I would suggest downloading the pages using curl a couple of times and
comparing content.
Headers also matter. Here's the code:
>>>>>>
// Calculate version from document data, which is presumed to
be present.
StringBuilder sb = new StringBuilder();
// Acls
packList(sb,acls,'+');
if (acls.length > 0)
{
sb.append('+');
pack(sb,defaultAuthorityDenyToken,'+');
}
else
sb.append('-');
// Now, do the metadata.
Map<String,Set<String>> metaHash = new
HashMap<String,Set<String>>();
String[] fixedListStrings = new String[2];
// They're all folded into the same part of the version string.
int headerCount = 0;
Iterator<String> headerIterator =
fetchStatus.headerData.keySet().iterator();
while (headerIterator.hasNext())
{
String headerName = headerIterator.next();
String lowerHeaderName = headerName.toLowerCase(Locale.ROOT);
if (!reservedHeaders.contains(lowerHeaderName) &&
!excludedHeaders.contains(lowerHeaderName))
headerCount +=
fetchStatus.headerData.get(headerName).size();
}
String[] fullMetadata = new String[headerCount];
headerCount = 0;
headerIterator = fetchStatus.headerData.keySet().iterator();
while (headerIterator.hasNext())
{
String headerName = headerIterator.next();
String lowerHeaderName = headerName.toLowerCase(Locale.ROOT);
if (!reservedHeaders.contains(lowerHeaderName) &&
!excludedHeaders.contains(lowerHeaderName))
{
Set<String> valueSet = metaHash.get(headerName);
if (valueSet == null)
{
valueSet = new HashSet<String>();
metaHash.put(headerName,valueSet);
}
List<String> headerValues =
fetchStatus.headerData.get(headerName);
for (String headerValue : headerValues)
{
valueSet.add(headerValue);
fixedListStrings[0] = "header-"+headerName;
fixedListStrings[1] = headerValue;
StringBuilder newsb = new StringBuilder();
packFixedList(newsb,fixedListStrings,'=');
fullMetadata[headerCount++] = newsb.toString();
}
}
}
java.util.Arrays.sort(fullMetadata);
packList(sb,fullMetadata,'+');
// Done with the parseable part! Add the checksum.
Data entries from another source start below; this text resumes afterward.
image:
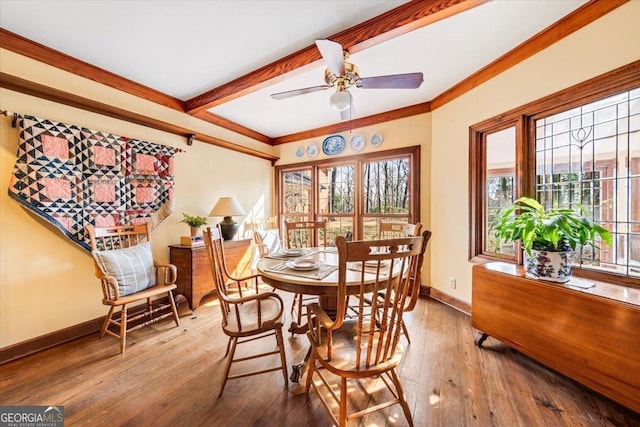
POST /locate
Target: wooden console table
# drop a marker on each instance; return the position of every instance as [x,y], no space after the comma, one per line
[591,335]
[194,273]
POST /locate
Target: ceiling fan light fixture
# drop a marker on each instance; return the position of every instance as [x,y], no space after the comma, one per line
[340,100]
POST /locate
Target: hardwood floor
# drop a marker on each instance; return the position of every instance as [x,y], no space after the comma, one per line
[171,376]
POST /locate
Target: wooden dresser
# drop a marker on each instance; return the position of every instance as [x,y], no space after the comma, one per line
[194,273]
[591,335]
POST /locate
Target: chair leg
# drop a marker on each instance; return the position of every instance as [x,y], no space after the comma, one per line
[343,402]
[300,303]
[283,359]
[233,341]
[107,319]
[173,308]
[406,331]
[123,328]
[401,396]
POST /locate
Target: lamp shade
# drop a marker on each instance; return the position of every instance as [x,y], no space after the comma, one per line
[227,207]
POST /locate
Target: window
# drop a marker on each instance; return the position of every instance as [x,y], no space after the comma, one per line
[590,156]
[352,193]
[579,147]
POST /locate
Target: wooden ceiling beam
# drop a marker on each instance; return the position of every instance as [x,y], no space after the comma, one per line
[46,55]
[398,21]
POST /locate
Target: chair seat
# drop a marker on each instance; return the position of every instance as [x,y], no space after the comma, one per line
[342,351]
[147,293]
[272,317]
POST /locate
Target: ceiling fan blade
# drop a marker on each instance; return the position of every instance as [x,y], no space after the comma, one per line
[332,54]
[296,92]
[395,81]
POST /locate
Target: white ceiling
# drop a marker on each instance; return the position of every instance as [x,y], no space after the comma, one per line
[184,48]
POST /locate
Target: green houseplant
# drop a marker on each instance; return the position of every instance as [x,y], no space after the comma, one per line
[195,222]
[547,236]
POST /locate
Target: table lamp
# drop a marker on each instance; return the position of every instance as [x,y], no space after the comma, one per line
[227,207]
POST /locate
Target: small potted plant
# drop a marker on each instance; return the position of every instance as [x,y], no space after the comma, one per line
[548,236]
[195,222]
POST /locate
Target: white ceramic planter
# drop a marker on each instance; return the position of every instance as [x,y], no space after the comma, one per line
[551,266]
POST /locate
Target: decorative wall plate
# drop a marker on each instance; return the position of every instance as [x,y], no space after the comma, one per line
[357,142]
[376,139]
[333,144]
[312,150]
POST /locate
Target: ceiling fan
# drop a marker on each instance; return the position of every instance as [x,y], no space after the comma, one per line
[341,75]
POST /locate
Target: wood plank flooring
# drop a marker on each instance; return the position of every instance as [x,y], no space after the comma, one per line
[171,376]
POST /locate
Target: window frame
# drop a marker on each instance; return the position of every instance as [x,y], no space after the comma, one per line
[412,152]
[616,81]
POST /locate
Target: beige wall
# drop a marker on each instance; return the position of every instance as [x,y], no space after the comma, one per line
[47,282]
[608,43]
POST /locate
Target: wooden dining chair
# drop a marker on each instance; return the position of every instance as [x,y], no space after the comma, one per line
[300,235]
[128,274]
[364,346]
[247,318]
[267,241]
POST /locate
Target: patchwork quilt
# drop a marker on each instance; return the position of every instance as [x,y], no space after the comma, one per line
[73,176]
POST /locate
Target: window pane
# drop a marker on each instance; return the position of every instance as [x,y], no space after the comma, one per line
[500,182]
[386,187]
[594,162]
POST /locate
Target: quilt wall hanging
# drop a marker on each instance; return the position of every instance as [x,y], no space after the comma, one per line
[73,176]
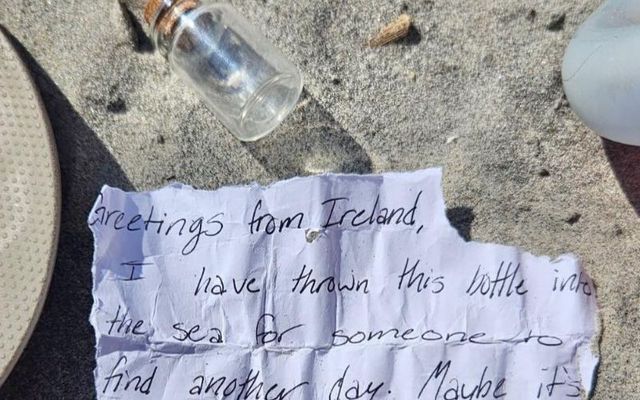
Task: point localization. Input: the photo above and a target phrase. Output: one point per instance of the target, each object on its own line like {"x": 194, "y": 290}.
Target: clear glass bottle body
{"x": 247, "y": 82}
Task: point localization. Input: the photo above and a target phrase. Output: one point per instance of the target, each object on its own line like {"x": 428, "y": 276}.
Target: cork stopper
{"x": 162, "y": 15}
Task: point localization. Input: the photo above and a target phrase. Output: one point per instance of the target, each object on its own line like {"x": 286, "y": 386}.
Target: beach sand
{"x": 476, "y": 88}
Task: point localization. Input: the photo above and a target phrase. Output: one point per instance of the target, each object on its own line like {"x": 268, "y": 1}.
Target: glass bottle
{"x": 247, "y": 82}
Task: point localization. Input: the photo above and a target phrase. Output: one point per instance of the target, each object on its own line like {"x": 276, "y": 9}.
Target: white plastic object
{"x": 601, "y": 71}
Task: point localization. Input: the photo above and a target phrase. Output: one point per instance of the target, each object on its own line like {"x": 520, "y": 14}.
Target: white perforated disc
{"x": 29, "y": 206}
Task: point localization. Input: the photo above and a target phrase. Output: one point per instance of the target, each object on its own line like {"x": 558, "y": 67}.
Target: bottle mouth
{"x": 162, "y": 16}
{"x": 269, "y": 105}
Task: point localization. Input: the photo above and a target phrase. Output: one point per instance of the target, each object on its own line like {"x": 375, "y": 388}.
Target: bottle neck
{"x": 163, "y": 17}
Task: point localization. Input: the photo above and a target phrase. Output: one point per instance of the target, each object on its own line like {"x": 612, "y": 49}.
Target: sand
{"x": 476, "y": 89}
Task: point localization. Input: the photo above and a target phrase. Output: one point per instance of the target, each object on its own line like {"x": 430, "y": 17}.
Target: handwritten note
{"x": 331, "y": 287}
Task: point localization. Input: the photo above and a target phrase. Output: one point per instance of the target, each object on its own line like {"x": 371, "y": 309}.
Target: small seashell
{"x": 392, "y": 32}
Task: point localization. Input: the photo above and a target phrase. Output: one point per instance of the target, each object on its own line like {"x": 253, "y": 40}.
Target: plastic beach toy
{"x": 29, "y": 206}
{"x": 601, "y": 71}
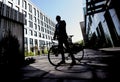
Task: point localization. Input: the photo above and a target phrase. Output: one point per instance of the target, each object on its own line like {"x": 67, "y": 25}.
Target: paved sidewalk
{"x": 96, "y": 66}
{"x": 93, "y": 68}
sb.append(fetchStatus.checkSum);
// Add the filter version
sb.append("+");
sb.append(filterVersion);
String versionString = sb.toString();
<<<<<<
The "filter version" comes from your job specification and will change only
if you change the job specification, but everything else should be
self-explanatory. Looks like all headers matter, so that could explain it.
Karl
On Thu, Aug 23, 2018 at 5:56 AM Gustavo Beneitez <[email protected]>
wrote:
> Thanks Karl,
>
> I've been launching the job a couple of times with a small set of
> documents and what I see is that the elastic indexes every time each
> document, even though the weight of the document is always the same and I
> don't notice any "html dynamic content" like current time that could cause
> checksum to be different.
>
> Consulting the "Simple history" menu option shows that Elastic output
> connector is called
> "08-23-2018 06:27:19.274 Indexation (Elasticsearch 2.4.6)"
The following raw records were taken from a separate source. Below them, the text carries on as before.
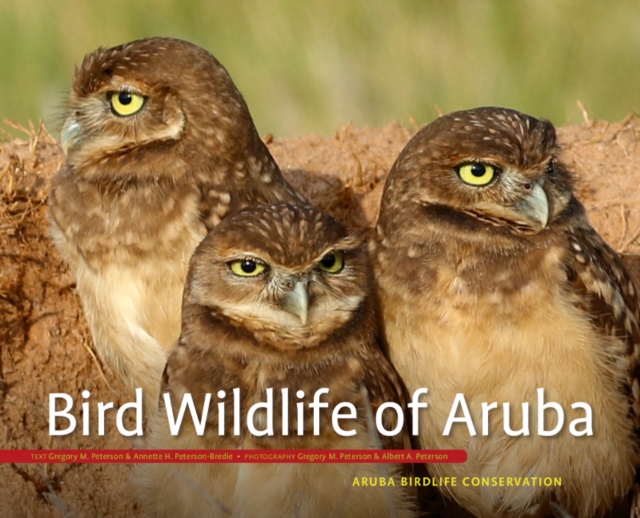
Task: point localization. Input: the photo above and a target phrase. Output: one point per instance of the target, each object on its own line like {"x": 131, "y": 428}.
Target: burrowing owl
{"x": 160, "y": 147}
{"x": 277, "y": 298}
{"x": 493, "y": 285}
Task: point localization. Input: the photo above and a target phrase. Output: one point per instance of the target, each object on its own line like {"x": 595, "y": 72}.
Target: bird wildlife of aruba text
{"x": 262, "y": 412}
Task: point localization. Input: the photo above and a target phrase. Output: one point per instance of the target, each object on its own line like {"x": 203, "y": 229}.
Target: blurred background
{"x": 312, "y": 66}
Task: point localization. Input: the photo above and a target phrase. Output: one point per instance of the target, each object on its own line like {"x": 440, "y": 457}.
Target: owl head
{"x": 483, "y": 169}
{"x": 134, "y": 104}
{"x": 290, "y": 276}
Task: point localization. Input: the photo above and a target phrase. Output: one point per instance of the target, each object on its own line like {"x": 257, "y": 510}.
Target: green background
{"x": 311, "y": 66}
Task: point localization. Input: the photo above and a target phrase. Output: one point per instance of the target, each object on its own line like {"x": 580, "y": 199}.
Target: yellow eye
{"x": 333, "y": 262}
{"x": 247, "y": 267}
{"x": 476, "y": 174}
{"x": 126, "y": 103}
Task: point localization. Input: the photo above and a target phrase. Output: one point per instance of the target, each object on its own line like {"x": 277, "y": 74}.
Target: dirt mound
{"x": 45, "y": 346}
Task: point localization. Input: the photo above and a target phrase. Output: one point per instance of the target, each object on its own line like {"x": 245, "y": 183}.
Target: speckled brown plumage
{"x": 242, "y": 332}
{"x": 139, "y": 191}
{"x": 496, "y": 290}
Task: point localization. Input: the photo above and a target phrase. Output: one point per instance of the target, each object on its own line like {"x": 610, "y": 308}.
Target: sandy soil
{"x": 45, "y": 346}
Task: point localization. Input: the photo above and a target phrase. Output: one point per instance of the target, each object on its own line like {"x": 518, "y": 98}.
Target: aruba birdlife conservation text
{"x": 340, "y": 416}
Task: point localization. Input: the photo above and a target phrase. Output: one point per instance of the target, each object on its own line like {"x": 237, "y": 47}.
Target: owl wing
{"x": 607, "y": 294}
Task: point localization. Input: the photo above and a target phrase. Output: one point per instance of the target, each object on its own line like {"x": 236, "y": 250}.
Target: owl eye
{"x": 476, "y": 174}
{"x": 247, "y": 267}
{"x": 126, "y": 103}
{"x": 333, "y": 262}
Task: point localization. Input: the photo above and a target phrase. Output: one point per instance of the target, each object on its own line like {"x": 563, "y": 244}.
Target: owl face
{"x": 491, "y": 165}
{"x": 289, "y": 275}
{"x": 149, "y": 97}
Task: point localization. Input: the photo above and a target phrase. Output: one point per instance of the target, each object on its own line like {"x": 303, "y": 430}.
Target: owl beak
{"x": 71, "y": 134}
{"x": 297, "y": 302}
{"x": 536, "y": 205}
> So I guess there is a miss-configuration somewhere...
>
>
>
> El jue., 23 ago. 2018 a las 1:45, Karl Wright (<[email protected]>)
> escribió:
>
>> Hi Gustavo,
>>
>> I take it from your question that you are using the Web Connector?
>>
>> All connectors create a version string that is used to determine whether
>> content needs to be reindexed or not. The Web Connector's version string
>> uses a checksum of the page contents; we found the "last modified" header
>> to be unreliable, if I recall correctly.
>>
>> Thanks,
>> Karl
>>
>>
>> On Wed, Aug 22, 2018 at 12:35 PM Gustavo Beneitez <
>> [email protected]> wrote:
>>
>>> Hi everyone,
>>>
>>> I am currently creating a job that indexes part of Liferay intranet
>>> content.
>>> Every time the job is executed the documents are fully reindexed in
>>> Elastic, no matter they didn't change.
>>> I thought I had read somewhere the crawler uses "last-modified" http
>>> header, but also that saves into database a hash.
>>> I was looking for the right one within the user's manual but no luck, so
>>> please could you tell me which is the correct one?
>>>
>>> Thanks in advance!
>>>
>>